Menurut Lydia Kieven, peneliti Panji, dalam bukunya Menelusuri Panji di Candi-candi (KPG, 2014), ada banyak versi cerita Panji yang tidak lagi diketahui, dan bahkan versi tertulis yang telah hilang. Khazanah cerita Panji mengandung makna simbolis majemuk. Cerita-cerita ini melambangkan ideal hubungan seksual suami-istri dan menampilkan karakter erotis yang panas.
Cerita Panji juga dapat menyimbolkan kesuburan dengan menggambarkan Panji sebagai titisan Dewa Wisnu dan Candrakirana sebagai inkarnasi Dewi Sri, dewi padi. Pada tataran politik, cerita Panji mencerminkan pembelahan historis tanah Jawa menjadi Kerajaan Jenggala dan Kerajaan Daha, serta klaim-klaim dan perjuangan para pangeran dan raja untuk menyatukan kedua belahan ini.
Lebih jauh Lydia Kieven mengatakan dalam bukunya, “Dalam pergolakan abad ke-15, cerita Panji dan penggambarannya menjadi semakin penting. Tempat suci di gunung, yang semakin banyak dibangun pada masa itu dan terpusat di Gunung Penanggungan, merupakan tempat bagi kaum bangsawan untuk undur dari situasi kacau dunia dan mencari wejangan dari pertapa-pertapa yang dihormati. Ajaran religius, yang berisi pelajaran doktrin Tantra rahasia, juga terarah pada tujuan meraih kekuatan spiritual, kesaktian, yang akan mempersiapkan para bangsawan ini untuk menghadapi tantangan zaman. Cerita Panji yang digambarkan di sini menggabungkan semua aspek simbolis: simbolisme religius doktrin Tantra, simbolisme politik ke-ksatria-an, dan penyatuan belahan-belahan kerajaan. Kombinasi dari simbolisme religius dan simbolisme politik inilah yang khususnya memicu peningkatan popularitas cerita Panji.”
Istilah panji
Boleh disimpulkan bahwa istilah panji—yang sudah ada sejak zaman kerajaan Daha—merujuk pada gelar atau jabatan tokoh ksatria laki-laki yang berhubungan dengan lingkungan istana dari masa kerajaan Kediri. Dia bisa seorang raja, putra mahkota, pejabat tinggi kerajaan, kepala daerah, atau pemimpin pasukan. Istilah “panji” atau ‘apanji” atau “mapanji” ini terus digunakan hingga masa Singhasari dan Majapahit.

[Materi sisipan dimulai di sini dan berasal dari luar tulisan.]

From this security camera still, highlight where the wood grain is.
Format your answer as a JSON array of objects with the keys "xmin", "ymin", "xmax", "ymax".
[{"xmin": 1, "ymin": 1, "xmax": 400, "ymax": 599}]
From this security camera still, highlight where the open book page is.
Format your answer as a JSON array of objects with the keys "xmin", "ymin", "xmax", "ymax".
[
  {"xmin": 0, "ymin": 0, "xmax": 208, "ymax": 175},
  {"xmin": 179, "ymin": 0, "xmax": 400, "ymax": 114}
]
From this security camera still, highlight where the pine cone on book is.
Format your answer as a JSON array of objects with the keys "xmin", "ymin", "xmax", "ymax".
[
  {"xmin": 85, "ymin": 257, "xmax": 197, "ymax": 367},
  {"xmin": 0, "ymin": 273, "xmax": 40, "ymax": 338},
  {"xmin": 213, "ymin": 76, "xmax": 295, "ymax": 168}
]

Penelusuran Indonesiana, Prasasti Banjaran 975 Saka (1053 M) dari periode awal Kediri merupakan prasasti tertua yang menggunakan istilah “panji”. Prasasti yang masih in situ (di tempat asalnya) ini menyebutkan nama rajanya, yaitu Sri Mapanji Alanjung Ahyes. Prasasti Hantang 1057 Saka (1135 M) dari masa Kediri juga menggunakan istilah “panji”. Prasasti ini, yang disimpan di Museum Nasional, menyebutkan nama raja Sri Maharaja Apanji Jayabhaya. Para pejabat kerajaannya menggunakan gelar panji seperti Mapanji Kabandha, Mapanji Mandaha, dan Mapanji Daguna.
Di masa Singhasari, pejabat tinggi kerajaanya juga memakai gelar panji seperti Rakryan Demung Mapanji Wipaksa dan Rakryan Kanuruhan Mapanji Anunda. Kitab Pararaton juga mencatat keturunan Ken Arok juga menggunakan nama panji, antara lain Panji Anengah—nama lain Anusapati—, Panji Saprang, dan Panji Tohjaya.
Benar yang dikatakan Lydia bahwa, “Berlanjutnya tema Panji dalam lukisan dan tari Bali, dalam ragam wayang Jawa, dan dalam apa yang di Jawa masa kini disebut ‘Budaya Panji’,menegaskan pentingnya dan tetap populernya tema Panji. Keindahan tradisi Panji dalam aneka ragam seni mungkin masih dapat berfungsi menciptakan langö —rasa terpesona.” (CG)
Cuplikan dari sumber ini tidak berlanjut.